Likewise, you may look for a well prepared “cocktail menu” in the world of structured products, because the key advantage of structured products is that they allow you to make profitable investments in any market environment: upside, sideways and downside markets. In each market scenario, you may choose a different tactical investment, depending on your key objective. For instance, if you expect a downside market you could take a risk averse view and protect your portfolio or take a risk seeking view and “bet” on the market going down – these two objectives are very different and require a different tactical investment.
How to find the right investment product at the right time?
Therefore, if you want to prepare your own repertoire of tactical investments you may want to think about two dimensions – the expected market environment and how much risk you are prepared to take in that market environment. This effectively creates what I would call your tactical investment matrix. Then, you may want to assess which product payoff fits into each box of the matrix. Have a look below at an example for such a tactical opportunities matrix, which is effectively a “cocktail menu”. Please remember that we are not providing any investment advice on this website. We are simply providing insights, guidance and examples that may help you make up your own investment decision matrix.
How to build your own tactical investment arsenal?

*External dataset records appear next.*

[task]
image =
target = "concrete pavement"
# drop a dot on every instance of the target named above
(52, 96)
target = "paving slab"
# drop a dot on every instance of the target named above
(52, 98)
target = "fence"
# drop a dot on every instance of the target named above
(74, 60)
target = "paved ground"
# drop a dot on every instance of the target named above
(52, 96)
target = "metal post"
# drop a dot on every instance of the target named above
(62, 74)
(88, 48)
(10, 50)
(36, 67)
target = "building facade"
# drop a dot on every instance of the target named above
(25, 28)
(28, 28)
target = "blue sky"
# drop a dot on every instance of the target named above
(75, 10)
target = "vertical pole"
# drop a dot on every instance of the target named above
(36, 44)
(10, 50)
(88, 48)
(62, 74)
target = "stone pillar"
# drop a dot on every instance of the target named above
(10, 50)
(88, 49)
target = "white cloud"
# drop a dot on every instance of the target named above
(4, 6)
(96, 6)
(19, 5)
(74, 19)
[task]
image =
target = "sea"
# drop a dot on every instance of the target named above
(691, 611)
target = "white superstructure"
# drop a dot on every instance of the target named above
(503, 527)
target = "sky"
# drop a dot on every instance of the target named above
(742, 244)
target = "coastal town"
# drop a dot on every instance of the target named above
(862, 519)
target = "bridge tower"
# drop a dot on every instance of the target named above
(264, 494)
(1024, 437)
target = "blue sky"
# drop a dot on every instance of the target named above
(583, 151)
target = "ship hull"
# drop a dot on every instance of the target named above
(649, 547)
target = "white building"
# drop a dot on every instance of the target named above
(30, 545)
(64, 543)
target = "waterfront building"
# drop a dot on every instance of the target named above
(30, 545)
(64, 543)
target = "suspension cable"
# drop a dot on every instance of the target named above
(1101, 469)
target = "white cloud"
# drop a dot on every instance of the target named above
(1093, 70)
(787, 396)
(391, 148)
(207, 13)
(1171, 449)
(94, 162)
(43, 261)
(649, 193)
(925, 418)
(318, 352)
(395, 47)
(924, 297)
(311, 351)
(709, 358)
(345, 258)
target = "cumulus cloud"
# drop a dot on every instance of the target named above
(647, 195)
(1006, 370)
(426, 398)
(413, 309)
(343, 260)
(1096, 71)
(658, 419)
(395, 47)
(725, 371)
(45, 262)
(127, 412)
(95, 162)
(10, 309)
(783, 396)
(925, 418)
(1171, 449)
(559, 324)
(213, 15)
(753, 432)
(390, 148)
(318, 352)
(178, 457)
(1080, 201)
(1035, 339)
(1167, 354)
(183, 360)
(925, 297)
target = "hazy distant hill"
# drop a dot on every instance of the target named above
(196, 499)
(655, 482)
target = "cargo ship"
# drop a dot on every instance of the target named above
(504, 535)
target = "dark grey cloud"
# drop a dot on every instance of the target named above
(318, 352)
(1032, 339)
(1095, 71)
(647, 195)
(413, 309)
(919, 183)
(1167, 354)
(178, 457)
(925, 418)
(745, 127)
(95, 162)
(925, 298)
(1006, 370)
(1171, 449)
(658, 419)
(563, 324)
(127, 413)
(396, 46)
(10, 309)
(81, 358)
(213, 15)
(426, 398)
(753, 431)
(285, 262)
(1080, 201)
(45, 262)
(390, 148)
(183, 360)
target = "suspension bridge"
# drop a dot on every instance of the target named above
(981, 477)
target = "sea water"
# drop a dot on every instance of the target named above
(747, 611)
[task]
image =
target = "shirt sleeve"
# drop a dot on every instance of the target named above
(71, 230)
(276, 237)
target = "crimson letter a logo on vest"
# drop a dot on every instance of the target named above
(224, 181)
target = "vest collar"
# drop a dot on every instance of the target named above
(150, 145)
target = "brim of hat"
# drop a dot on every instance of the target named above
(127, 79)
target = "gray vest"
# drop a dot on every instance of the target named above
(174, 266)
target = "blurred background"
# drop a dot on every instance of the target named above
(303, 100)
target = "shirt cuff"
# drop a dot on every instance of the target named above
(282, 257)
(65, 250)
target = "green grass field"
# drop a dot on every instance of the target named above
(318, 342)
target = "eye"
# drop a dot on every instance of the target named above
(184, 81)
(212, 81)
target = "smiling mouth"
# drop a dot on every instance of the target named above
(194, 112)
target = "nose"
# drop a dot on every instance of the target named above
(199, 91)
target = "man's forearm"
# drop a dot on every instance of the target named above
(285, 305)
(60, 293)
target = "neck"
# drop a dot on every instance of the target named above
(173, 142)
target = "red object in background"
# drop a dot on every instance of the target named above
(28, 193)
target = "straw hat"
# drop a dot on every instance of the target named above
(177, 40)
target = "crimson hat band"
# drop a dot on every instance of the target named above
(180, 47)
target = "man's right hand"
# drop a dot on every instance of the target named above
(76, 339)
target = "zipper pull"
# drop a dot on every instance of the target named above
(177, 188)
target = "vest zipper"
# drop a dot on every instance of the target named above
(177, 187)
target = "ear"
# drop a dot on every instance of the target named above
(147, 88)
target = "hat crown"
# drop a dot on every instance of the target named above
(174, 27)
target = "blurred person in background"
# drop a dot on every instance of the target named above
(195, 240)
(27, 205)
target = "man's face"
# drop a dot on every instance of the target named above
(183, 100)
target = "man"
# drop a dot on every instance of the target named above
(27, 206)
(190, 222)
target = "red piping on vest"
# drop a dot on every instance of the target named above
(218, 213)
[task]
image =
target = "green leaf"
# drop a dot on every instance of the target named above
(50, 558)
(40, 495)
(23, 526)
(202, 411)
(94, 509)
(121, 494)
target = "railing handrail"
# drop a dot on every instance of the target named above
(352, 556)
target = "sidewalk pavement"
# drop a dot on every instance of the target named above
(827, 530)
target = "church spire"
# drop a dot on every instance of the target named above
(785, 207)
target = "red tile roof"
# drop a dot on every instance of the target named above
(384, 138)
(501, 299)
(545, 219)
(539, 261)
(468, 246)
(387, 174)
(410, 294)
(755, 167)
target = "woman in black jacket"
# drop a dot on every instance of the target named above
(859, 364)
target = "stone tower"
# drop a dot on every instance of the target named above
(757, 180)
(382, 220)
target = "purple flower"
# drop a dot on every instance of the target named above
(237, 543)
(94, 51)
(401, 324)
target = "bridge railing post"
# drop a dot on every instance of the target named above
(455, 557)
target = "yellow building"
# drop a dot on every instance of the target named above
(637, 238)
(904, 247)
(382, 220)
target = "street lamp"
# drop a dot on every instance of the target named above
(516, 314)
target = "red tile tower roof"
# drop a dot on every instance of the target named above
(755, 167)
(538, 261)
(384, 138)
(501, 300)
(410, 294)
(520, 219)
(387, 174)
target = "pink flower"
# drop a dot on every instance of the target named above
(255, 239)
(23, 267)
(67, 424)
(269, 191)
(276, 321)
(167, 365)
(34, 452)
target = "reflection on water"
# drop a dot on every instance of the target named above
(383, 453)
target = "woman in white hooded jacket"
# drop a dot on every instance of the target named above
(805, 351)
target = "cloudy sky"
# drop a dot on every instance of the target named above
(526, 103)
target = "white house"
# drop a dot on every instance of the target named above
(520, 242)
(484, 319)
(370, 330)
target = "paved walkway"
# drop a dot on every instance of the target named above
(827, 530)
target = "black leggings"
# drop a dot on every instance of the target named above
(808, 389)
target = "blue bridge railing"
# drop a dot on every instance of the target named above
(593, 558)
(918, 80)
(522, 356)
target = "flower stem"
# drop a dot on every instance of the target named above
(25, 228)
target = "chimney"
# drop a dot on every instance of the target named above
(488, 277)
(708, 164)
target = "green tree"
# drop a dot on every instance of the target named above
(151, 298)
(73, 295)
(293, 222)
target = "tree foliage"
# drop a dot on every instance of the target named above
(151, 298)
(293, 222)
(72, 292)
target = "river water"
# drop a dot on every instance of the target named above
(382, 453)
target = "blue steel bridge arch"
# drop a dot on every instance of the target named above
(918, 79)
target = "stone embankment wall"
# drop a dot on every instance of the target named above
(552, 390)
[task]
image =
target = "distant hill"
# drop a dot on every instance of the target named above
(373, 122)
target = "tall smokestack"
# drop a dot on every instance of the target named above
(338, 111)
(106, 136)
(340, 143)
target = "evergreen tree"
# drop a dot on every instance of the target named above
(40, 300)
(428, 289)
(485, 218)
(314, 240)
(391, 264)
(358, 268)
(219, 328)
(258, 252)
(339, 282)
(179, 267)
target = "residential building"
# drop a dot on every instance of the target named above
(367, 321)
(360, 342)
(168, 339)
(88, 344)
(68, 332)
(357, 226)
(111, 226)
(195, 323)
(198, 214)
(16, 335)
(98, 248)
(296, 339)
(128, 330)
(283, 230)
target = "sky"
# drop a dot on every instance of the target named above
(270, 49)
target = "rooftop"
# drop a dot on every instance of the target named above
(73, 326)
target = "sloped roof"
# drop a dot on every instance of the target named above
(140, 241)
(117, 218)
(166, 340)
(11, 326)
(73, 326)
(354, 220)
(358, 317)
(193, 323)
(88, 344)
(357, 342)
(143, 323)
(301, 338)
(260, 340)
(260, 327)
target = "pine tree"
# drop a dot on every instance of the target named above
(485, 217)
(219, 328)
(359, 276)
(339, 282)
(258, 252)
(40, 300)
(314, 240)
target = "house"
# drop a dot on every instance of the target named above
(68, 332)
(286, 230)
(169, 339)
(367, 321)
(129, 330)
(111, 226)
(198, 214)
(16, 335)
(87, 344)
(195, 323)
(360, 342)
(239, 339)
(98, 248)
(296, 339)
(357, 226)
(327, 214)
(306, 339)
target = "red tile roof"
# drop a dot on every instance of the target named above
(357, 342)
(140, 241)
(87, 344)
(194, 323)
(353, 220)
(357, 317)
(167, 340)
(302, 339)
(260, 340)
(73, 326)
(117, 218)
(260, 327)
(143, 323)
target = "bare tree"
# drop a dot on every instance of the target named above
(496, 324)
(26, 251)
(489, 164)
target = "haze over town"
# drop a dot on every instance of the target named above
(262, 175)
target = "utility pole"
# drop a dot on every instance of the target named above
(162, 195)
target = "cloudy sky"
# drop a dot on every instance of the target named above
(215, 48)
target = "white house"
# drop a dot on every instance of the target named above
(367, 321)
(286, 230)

In the example matrix below you see market scenarios on the y-axis and the risk appetite on the x-axis. Sample products are indicated in each box of the matrix and the colours indicate the four structured products categories. The level of risk appetite is important, since it indicates how much you are prepared to lose if your market expectation turns out to be incorrect. For instance, the “very high” risk appetite categories mean you are prepared to lose up to 100% of your tactical investment. “Medium” means you are prepared to take similar amounts of downside risk as a direct investment in the underlying asset.
If you want to use structured products frequently it may make sense for you to write down your own version of the tactical opportunities’ matrix by only using products that you feel comfortable with and products of which you understand the risk return profile. You may also leave some boxes empty, meaning in some scenarios you don’t feel comfortable making any investment. In case of doubt, you may want to consult an investment advisor.
The greatest accomplishment of a bartender lies in his ability to exactly suit his customer.
Harry Gordon Johnson
Straight up!
- To enhance your tactical investment arsenal, think how much risk you are willing to take (=how much money you are prepared to lose in the worst case scenario
- For market scenarios where you have a strong view on what may happen (markets crashing, booming, going sideways)check which products fit your expectation and risk profile–and make sure you understand their payoff and risk profile!
- Writing down the different market variations and risk profile in the form of a matrix may help you to be more systematic in your tactical investments.